The Weill – Brecht collaboration continued. One year later, they produced Happy End a comedy with music about Chicago gangsters and the Salvation Army. The plot is strikingly similar to the legendary Broadway musical, Guys and Dolls, which was based on a story by Damon Runyon. While Guys and Dolls has become a fixture of the American musical theater, Happy End is known primarily for two of its wonderful songs, “The Bilbao Song” and “Surabaya Jonny,” both of which are sung in Lily.

Weill collaborated with Kaiser again, this time on a play with music called Die Silbersee (The Silver Sea). Its social commentary was too much for the Nazi party. Riots broke out and productions in several cities were closed down. In 1933, Weill was tipped off that he was about to be arrested by the Gestapo. He fled to Paris.

In Paris, he transformed himself into a composer of very authentic-sounding French songs. He collaborated with Brecht and the young George Balanchine on Die Siebentodsunden der Kleinburger (The Seven Deadly Sins of the Petits Bourgeois). He also worked with George Deval on Marie Gallante, a play with seven songs. Its subject, a woman who is used and abused by men and forced to become a prostitute, is not unlike Lily. She, too, waits for a ship to take her away from her suffering and degradation but for Marie, liberation never comes. She is shot and killed in Panama. In 1935, Weill went to America and he became the toast of Broadway and Hollywood. The exquisite “September Song” from Knickerbocker Holiday was the concluding song in Lily.

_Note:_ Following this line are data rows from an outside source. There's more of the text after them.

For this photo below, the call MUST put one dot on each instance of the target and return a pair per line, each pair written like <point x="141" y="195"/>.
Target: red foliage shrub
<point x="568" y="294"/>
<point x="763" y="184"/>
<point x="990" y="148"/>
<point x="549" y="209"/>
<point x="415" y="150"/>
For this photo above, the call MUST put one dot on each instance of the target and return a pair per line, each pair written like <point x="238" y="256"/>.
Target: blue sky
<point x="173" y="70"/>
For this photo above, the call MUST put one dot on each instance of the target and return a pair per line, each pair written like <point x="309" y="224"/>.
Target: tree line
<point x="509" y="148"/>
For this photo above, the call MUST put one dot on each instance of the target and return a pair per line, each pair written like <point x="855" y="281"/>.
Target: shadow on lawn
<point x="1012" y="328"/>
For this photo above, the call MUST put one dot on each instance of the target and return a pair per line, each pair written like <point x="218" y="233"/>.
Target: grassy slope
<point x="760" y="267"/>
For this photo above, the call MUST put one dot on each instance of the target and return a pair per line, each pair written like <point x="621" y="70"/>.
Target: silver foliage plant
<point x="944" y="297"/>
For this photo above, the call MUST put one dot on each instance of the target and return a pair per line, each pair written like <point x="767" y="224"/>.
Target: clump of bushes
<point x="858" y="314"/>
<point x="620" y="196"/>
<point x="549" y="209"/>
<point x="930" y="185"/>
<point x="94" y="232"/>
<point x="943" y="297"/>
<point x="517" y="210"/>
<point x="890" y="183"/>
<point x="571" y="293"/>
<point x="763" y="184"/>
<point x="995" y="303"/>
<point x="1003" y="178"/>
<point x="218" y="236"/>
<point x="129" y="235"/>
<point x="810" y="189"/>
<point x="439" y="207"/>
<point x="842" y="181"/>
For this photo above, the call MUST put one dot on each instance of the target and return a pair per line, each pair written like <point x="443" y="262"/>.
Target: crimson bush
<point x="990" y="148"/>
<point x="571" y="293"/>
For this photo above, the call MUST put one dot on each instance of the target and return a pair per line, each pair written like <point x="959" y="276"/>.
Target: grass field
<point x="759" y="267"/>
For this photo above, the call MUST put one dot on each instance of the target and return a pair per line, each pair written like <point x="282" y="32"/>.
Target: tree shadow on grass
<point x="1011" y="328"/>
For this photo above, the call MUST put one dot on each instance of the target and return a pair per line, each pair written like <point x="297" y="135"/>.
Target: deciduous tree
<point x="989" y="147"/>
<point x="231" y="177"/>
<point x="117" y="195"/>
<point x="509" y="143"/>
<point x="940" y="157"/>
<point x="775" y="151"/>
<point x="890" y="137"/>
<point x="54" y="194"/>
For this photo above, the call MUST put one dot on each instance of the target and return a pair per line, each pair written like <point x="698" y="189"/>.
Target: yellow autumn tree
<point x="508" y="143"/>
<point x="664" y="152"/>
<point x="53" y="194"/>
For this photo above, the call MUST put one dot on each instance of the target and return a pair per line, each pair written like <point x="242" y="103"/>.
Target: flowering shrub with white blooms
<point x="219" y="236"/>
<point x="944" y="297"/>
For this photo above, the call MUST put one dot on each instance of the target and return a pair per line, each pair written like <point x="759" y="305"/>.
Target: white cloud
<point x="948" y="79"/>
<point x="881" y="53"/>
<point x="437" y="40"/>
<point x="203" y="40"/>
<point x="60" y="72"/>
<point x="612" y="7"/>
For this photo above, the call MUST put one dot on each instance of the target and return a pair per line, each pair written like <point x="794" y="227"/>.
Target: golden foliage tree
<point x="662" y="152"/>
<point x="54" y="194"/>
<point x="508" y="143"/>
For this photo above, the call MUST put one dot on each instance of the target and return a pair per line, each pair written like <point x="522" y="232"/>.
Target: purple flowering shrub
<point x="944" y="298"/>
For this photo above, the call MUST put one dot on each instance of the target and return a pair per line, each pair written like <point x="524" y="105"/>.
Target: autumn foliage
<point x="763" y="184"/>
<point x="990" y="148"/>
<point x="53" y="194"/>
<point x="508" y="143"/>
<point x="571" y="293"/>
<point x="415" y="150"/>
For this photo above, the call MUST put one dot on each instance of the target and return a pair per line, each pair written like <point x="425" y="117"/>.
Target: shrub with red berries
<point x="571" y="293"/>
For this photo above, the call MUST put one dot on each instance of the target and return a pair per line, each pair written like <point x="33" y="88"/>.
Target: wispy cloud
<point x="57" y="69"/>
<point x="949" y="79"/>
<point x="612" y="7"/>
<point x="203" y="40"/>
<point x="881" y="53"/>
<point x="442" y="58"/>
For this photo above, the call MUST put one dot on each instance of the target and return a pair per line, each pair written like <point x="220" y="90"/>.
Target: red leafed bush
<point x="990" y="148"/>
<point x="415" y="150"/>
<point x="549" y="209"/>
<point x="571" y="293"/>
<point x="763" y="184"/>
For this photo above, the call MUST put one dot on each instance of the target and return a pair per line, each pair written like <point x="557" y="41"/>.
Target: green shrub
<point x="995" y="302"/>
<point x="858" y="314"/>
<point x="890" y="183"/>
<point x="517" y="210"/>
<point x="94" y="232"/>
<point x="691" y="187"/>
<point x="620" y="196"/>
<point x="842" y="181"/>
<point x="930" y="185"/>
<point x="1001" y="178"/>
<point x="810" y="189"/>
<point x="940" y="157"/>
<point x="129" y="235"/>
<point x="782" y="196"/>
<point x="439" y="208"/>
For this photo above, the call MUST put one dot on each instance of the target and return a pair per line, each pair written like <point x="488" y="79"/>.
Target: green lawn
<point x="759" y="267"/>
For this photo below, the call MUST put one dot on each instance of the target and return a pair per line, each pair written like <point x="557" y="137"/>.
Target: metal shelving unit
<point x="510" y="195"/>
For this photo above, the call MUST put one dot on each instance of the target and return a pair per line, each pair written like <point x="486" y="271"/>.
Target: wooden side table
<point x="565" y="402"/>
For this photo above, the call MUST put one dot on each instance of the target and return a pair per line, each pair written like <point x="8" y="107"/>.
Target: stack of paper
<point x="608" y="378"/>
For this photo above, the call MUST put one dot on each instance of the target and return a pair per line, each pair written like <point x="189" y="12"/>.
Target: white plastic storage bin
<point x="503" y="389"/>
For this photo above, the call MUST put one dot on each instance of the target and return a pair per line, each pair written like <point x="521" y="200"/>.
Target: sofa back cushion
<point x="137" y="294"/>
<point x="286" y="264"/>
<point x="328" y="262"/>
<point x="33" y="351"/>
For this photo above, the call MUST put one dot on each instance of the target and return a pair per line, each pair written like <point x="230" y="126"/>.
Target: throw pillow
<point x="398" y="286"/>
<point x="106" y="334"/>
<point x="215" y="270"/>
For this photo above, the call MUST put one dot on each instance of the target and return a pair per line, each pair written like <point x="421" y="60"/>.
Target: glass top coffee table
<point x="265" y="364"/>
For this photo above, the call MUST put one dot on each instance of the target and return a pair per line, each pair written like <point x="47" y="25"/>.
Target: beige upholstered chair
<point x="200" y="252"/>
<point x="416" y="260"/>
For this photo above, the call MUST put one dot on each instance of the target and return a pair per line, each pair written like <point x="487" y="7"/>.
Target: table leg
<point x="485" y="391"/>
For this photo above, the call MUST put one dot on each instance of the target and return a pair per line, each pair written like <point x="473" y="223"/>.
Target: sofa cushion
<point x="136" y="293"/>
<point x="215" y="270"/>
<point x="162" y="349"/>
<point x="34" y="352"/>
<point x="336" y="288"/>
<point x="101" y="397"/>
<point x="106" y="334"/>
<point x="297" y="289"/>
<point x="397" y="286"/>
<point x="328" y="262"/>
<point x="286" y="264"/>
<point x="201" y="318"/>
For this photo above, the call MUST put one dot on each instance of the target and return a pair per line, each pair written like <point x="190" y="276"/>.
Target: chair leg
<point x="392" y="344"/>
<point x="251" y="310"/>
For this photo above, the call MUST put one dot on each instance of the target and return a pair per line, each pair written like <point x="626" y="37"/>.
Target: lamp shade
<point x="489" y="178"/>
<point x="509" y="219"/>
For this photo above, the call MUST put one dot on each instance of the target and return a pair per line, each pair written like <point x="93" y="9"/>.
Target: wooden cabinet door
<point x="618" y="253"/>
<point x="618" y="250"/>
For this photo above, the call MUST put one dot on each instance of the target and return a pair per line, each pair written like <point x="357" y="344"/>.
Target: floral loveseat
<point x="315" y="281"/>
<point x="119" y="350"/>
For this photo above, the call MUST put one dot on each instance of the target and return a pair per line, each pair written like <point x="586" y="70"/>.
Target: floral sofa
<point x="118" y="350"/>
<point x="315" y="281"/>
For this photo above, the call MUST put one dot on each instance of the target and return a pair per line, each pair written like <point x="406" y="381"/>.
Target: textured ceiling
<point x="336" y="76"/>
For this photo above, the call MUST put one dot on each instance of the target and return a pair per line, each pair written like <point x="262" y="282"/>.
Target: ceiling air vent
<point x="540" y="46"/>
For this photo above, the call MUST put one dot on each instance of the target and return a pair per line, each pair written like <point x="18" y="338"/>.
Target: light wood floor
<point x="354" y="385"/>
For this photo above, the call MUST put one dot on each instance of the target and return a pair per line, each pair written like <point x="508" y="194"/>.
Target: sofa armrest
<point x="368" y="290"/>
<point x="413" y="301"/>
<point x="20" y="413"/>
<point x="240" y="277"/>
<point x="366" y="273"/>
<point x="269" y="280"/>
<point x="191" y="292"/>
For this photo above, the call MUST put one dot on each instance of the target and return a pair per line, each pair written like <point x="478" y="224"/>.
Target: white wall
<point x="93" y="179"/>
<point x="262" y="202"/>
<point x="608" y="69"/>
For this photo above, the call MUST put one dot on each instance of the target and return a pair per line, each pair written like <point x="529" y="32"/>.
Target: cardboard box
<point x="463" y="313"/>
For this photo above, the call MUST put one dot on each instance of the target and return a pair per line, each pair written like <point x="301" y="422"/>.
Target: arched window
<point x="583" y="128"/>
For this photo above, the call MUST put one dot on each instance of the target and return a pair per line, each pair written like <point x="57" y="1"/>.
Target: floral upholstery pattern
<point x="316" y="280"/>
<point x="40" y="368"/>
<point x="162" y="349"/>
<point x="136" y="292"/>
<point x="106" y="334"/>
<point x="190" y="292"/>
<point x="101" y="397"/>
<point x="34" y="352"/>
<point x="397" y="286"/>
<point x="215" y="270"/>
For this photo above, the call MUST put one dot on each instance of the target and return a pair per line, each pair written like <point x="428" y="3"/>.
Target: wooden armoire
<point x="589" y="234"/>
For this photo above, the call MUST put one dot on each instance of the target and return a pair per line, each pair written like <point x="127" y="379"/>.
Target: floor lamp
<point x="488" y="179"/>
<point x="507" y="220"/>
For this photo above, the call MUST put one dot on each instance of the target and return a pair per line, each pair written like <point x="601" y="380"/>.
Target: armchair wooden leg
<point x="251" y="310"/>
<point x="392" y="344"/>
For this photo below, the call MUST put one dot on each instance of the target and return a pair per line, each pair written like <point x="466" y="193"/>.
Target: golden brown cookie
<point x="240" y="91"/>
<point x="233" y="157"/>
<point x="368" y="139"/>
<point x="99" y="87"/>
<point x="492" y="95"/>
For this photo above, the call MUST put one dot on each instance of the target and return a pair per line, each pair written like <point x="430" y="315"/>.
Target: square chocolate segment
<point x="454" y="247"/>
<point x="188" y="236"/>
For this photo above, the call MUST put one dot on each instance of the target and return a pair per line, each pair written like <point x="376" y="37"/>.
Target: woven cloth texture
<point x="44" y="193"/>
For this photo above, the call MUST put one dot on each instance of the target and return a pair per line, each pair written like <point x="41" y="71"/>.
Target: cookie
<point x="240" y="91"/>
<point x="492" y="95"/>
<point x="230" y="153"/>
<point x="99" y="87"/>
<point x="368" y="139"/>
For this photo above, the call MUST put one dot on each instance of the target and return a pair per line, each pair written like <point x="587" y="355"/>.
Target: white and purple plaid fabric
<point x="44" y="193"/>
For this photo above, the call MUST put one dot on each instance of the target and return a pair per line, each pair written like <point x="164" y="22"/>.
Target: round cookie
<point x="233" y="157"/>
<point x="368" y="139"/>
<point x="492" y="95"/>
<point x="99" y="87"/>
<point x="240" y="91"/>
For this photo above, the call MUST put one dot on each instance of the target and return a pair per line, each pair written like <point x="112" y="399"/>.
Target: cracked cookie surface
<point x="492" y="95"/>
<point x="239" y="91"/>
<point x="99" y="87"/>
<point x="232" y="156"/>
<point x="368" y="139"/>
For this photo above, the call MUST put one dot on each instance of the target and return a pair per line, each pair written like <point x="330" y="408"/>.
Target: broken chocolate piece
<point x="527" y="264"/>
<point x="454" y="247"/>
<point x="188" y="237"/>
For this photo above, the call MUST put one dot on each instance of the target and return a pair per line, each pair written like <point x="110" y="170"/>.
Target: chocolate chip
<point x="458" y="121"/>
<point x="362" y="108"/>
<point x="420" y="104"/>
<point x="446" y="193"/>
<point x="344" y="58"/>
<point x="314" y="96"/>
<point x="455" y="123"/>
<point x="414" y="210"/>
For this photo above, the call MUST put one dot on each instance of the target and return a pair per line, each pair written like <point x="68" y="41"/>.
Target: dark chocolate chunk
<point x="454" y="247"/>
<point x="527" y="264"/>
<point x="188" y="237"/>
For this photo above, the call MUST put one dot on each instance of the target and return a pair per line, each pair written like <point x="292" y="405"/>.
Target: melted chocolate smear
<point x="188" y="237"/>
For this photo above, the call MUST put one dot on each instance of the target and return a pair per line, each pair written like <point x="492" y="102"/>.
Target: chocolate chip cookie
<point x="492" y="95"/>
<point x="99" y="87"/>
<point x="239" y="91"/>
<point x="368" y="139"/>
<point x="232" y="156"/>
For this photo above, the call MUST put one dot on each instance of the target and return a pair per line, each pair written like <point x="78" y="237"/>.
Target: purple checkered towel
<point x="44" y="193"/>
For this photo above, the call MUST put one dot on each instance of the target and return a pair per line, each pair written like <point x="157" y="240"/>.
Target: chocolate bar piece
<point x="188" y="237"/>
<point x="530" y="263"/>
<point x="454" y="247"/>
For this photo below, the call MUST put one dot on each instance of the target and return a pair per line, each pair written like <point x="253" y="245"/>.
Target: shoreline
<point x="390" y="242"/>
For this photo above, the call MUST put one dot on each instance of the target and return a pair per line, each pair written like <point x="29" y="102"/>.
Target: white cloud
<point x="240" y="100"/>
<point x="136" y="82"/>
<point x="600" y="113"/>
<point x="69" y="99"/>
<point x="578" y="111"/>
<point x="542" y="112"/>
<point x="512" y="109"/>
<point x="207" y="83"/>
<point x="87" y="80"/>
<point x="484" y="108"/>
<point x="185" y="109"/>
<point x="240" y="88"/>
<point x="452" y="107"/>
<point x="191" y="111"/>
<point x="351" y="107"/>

Audrey Babcock has a beautiful, powerful, and expressive voice that is particularly rich in her lower register. She also has a keen sense of drama. Her enunciation is so good that I could actually understand her in three languages. Pianist and music director, Ray Fellman was an able and responsive partner.

It’s inevitable that Ms. Babcock would be compared with the most famous Weill interpreter of today, Ute Lemper. They could not be more different. Ms. Lemper does not have an operatic voice or even a conventionally beautiful one. Lemper is a lithe woman with a teasing, kittenish manner, whose voice can be hoarse, and whose style combines singing with talking. She does both very fast; enunciation is clearly not a priority. So who is the better interpreter of Kurt Weill? His initial intention was to compose for a voice like Ms. Babcock’s. A combination of Brecht’s persuasive ability and Weill’s love for Lotte Lenya (who was not a trained singer) altered his view. The voice that he had in mind from 1926 on was one more like Ute Lemper’s. That being said, Ms. Babcock’s performance was a revelation. I have never heard these songs sound more beautiful.